The stereotype of the over-paid footballer driving fast cars and living the high life with a girl band singer on their arm during and after their playing career is well and truly broken with the slightly poignant tale about Neil Shipperley.
Shipperley made an increasingly, ahem, big impression with the nine clubs in his 14-year, 119-goal career which started at Chelsea and included two spells at Palace.
While still involved with football, after taking over as manager at non-league Walton Casuals in June, the former England under-21 international is now spending much of his time astride a moped riding around the streets of London doing “The Knowledge” in his quest to become a licensed black taxi driver.
“It’s very hard but it’s just something you’ve got to crack on with because it takes a lot of time. As long as you’re aware of that then there’s no rush,” Shipperley said in an online interview this week.

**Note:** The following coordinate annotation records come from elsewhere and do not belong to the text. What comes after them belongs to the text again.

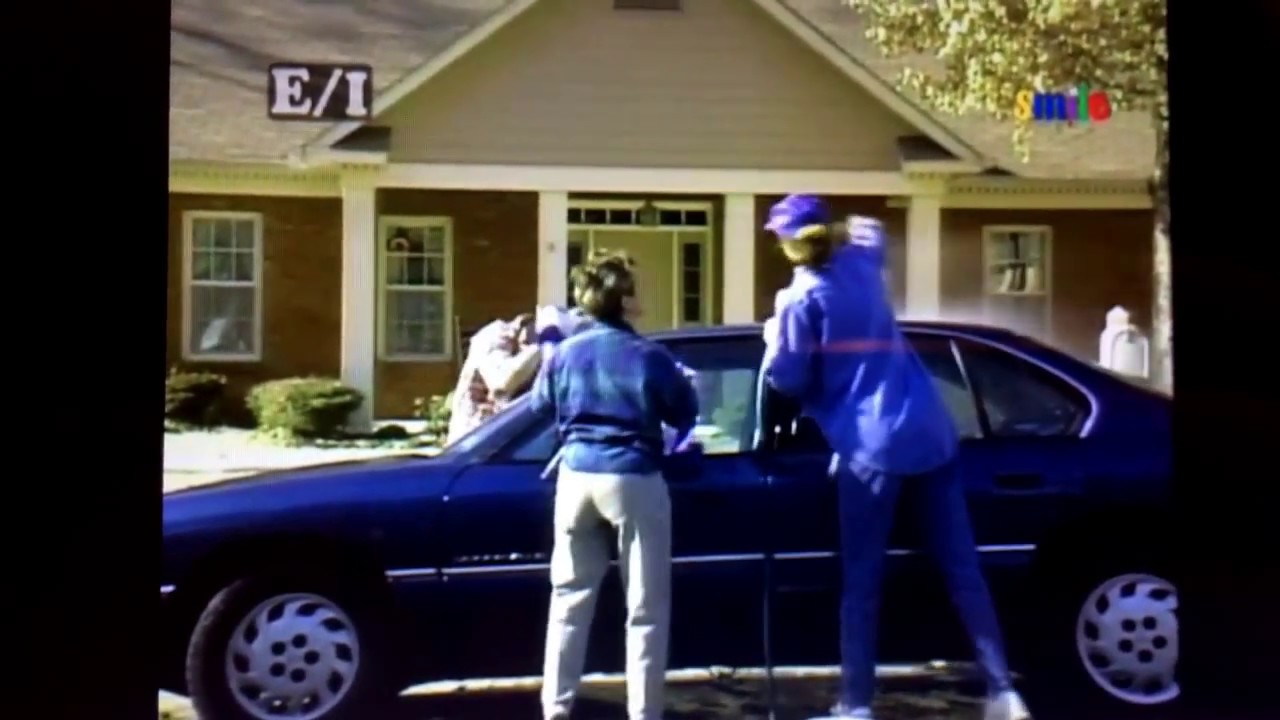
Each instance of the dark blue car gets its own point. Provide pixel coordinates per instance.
(312, 592)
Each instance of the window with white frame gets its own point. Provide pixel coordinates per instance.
(1016, 260)
(415, 287)
(222, 286)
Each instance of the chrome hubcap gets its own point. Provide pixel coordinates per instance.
(292, 656)
(1127, 636)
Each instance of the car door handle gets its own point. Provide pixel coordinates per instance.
(1019, 482)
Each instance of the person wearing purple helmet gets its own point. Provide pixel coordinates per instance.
(835, 346)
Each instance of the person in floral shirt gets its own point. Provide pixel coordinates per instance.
(499, 368)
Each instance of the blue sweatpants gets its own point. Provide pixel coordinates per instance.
(867, 502)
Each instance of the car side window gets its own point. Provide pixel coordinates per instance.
(1019, 397)
(726, 392)
(938, 358)
(536, 443)
(801, 434)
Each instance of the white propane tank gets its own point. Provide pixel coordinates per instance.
(1123, 347)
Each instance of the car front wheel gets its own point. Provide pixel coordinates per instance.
(1115, 641)
(273, 650)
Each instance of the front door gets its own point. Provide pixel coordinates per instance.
(654, 272)
(671, 245)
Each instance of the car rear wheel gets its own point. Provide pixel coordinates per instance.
(286, 650)
(1115, 641)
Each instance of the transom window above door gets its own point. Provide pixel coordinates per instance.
(415, 287)
(222, 286)
(671, 244)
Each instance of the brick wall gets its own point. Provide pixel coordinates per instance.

“This is the only job I can think of where you actually know everything before you start. You literally do know everything. You see other drivers with sat-navs but there’s no way of cheating this.
“You’ve got to do it, it’s hard graft but it’s up to you what you do after that. If you’ve got a punter who wants to go 15 miles towards the M1 then you put your sat-nav on because the knowledge is only within a six-mile radius of Charing Cross.”
Shipperley, who was never an ultra-trim sort of striker – he once featured in a Daily Mirror feature of “10 Fat Footballers”, “has ballooned in size since retiring”, according to the report. The mind boggles…
“I can tell you it’s quite a sight. I’m lucky there’s a helmet on there, so everyone doesn’t know who I am.
“I’ve been called a walrus, a panda and no doubt there have been a few other words I haven’t heard as well.
“I was always a frustrated man who wanted to get to this size. I had to work so hard that as soon as I retired it was full on – it was party time.”